The economy looked so bleak this past fall that Mary Jordan created a website giving free tips to job seekers.

"I just decided to do this because people are hurting," said Jordan, a special education teacher serving three Pasco County schools.

Little did she realize that she might soon need her own advice.

Jordan started her job with the school district less than a year ago, putting her employment in jeopardy as officials prepare to eliminate 513 positions to save about $29 million. The pink slips are supposed to start arriving today.

The suspense is killing Jordan, a 52-year-old single woman who relies on her job as her sole source of income.

"I haven't been getting a good night's sleep lately," Jordan said. "I'm having a difficult time focusing, and it's just because it's the unknown.
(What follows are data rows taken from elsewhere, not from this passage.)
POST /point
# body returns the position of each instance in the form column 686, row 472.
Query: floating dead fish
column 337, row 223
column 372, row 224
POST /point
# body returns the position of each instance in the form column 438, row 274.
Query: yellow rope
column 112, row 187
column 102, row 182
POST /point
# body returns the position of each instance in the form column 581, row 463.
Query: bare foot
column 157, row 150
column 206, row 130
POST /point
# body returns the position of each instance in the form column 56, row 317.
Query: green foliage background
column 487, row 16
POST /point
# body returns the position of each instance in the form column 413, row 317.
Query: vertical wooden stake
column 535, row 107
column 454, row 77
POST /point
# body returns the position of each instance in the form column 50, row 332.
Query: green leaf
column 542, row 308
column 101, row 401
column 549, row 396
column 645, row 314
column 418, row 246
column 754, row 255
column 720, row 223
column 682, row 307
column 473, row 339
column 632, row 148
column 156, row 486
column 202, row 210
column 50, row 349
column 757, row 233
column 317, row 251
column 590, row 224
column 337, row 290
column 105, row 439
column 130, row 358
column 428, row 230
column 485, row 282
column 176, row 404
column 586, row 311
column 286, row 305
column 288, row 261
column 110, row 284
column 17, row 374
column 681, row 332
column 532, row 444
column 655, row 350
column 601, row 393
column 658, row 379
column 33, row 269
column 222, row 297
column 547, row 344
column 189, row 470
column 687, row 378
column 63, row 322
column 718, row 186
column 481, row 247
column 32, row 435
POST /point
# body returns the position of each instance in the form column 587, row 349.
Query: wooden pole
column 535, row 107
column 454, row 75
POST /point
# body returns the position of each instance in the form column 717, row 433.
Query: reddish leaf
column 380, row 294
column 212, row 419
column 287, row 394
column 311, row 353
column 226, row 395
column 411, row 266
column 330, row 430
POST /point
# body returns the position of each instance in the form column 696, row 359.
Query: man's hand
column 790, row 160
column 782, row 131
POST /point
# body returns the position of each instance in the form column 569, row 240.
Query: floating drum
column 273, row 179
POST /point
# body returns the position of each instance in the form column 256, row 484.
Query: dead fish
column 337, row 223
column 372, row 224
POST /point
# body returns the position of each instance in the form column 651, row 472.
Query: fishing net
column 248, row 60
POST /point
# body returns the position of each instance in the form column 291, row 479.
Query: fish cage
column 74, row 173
I would rather know this minute, because I could breathe. I feel like I'm holding my breath."

What Jordan is not doing, though, is waiting for someone else to control her fate. She has her resume ready, and has job interviews scheduled, even without knowing whether she'll keep her position with the district.
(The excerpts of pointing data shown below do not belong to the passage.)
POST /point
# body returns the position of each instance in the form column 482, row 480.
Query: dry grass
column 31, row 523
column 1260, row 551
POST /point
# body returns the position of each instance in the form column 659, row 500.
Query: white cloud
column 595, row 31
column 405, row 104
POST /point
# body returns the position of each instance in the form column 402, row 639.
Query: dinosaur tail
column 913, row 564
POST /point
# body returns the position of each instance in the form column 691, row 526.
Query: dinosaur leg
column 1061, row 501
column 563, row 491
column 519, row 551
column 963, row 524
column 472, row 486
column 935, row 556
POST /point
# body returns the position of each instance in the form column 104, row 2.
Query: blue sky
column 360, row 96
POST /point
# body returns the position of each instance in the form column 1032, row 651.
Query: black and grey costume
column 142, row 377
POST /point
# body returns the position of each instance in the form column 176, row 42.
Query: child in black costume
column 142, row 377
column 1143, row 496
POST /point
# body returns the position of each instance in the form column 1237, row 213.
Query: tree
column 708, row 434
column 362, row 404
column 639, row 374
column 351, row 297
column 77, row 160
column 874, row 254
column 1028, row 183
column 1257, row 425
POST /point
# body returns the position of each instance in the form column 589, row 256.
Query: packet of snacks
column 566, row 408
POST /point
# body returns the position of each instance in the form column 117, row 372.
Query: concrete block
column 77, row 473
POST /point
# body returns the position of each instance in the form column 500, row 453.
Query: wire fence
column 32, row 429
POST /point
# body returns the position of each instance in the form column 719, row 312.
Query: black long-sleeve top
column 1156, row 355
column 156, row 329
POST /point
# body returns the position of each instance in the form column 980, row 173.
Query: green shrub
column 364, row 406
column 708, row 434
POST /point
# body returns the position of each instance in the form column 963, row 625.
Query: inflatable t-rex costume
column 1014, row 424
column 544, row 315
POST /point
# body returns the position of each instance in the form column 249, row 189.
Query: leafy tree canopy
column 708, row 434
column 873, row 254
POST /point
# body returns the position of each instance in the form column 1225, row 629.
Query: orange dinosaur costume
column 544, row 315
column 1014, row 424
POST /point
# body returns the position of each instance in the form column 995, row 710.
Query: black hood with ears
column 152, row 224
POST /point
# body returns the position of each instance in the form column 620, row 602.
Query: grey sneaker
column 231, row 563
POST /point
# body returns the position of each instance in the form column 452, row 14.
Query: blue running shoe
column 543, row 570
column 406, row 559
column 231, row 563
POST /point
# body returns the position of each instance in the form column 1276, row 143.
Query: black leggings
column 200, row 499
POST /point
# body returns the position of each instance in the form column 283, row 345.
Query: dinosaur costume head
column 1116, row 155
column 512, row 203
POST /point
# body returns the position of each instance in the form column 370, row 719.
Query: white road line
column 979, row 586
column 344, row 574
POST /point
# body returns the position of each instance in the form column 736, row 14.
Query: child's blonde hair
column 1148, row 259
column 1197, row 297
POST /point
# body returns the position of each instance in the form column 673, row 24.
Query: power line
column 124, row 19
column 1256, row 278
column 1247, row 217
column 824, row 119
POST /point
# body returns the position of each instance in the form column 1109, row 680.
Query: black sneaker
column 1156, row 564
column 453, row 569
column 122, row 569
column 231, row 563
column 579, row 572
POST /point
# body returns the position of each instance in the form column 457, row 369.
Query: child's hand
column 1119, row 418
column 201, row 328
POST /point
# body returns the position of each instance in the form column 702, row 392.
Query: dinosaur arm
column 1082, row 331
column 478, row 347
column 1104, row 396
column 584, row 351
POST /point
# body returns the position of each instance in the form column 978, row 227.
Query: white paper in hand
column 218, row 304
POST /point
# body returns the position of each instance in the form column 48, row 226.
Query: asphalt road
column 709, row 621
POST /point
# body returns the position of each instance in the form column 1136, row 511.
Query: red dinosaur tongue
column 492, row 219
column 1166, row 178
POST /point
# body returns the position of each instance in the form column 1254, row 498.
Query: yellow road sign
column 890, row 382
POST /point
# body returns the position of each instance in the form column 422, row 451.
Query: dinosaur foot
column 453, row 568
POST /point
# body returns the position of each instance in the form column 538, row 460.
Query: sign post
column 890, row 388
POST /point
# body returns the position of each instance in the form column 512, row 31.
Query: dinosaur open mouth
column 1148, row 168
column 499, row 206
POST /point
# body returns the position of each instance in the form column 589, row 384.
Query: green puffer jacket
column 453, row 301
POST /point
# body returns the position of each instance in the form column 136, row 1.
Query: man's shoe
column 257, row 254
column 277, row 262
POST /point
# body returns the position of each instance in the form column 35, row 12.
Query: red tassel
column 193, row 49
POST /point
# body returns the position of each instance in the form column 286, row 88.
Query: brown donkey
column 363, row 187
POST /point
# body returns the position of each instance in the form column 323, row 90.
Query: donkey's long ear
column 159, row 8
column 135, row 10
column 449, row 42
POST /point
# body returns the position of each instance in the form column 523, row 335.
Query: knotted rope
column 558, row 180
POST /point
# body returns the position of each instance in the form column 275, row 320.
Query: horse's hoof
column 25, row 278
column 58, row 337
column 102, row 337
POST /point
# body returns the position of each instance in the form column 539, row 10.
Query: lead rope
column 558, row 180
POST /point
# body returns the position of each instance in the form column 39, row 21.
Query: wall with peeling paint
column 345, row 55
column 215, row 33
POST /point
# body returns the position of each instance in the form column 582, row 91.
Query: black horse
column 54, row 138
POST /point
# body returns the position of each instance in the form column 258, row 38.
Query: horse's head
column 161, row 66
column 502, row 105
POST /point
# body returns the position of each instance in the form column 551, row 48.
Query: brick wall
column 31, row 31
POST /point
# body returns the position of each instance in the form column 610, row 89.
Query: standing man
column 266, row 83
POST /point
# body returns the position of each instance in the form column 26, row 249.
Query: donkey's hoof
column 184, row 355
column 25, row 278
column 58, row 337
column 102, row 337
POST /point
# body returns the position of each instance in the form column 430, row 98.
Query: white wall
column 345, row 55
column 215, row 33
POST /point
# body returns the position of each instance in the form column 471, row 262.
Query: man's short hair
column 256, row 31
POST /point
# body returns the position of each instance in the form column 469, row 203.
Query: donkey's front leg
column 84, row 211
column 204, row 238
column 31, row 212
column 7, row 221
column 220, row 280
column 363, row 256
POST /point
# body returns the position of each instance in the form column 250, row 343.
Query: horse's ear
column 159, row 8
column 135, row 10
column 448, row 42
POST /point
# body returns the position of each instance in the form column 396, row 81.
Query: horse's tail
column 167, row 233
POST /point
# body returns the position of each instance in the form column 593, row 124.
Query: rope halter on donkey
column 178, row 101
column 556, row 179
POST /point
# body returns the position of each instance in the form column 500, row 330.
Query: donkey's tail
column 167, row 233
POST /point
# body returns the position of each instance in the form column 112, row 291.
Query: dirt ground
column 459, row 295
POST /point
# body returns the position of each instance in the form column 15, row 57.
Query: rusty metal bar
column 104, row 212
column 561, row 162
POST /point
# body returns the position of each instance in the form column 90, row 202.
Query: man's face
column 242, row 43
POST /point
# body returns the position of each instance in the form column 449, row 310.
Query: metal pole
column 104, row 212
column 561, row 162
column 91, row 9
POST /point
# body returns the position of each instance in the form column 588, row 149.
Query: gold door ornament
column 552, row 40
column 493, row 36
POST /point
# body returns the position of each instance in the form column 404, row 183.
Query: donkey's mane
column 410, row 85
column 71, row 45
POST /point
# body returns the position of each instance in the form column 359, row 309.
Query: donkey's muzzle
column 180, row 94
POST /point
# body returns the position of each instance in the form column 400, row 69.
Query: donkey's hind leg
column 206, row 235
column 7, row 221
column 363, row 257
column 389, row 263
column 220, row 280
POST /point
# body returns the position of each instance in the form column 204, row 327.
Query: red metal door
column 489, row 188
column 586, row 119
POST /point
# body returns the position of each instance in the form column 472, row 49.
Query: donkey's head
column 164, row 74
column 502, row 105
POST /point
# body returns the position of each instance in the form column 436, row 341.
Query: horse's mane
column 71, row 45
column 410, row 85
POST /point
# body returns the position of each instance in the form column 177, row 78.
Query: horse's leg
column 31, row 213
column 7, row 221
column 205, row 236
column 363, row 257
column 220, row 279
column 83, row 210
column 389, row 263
"I would rather be in the driver's seat," Jordan said. "I have to be employed."

She focuses on the skills that she honed as an educator and administrator, and explains how those can serve a different type of employer. That might be in management, tutoring, even sales.

"Can I take my instructional skills and use them in a sales environment? Absolutely I can," said Jordan, who has been a principal, district-level administrator and college department director in Indiana, Arizona and Florida. "It's just convincing the employer I have the personality and the drive to make this happen."

The thousands of Florida educators about to flood the job market should similarly tailor their profile to highlight the universal abilities they have, she said. Jordan offers insights into the process on her site,, which she said aims to offer specific advice rather than general guidelines.

It includes sections like "Steps to take if your boss is a psychopath" and "Action over 50."

If only one thing comes through, Jordan said, people should remember that they should be ready to do what it takes, whatever that is, and to not be afraid. Prepare a resume and portfolio, and learn about potential employers to see how you might meet their needs.

"Start now," Jordan advised.

School district officials spent Wednesday reviewing teacher seniority, certifications and other factors to determine who will get layoff notices. Superintendent Heather Fiorentino said she wanted the employees to hear the news from their supervisors directly, and not through other means, and that the list of people and jobs eliminated would be made public afterward.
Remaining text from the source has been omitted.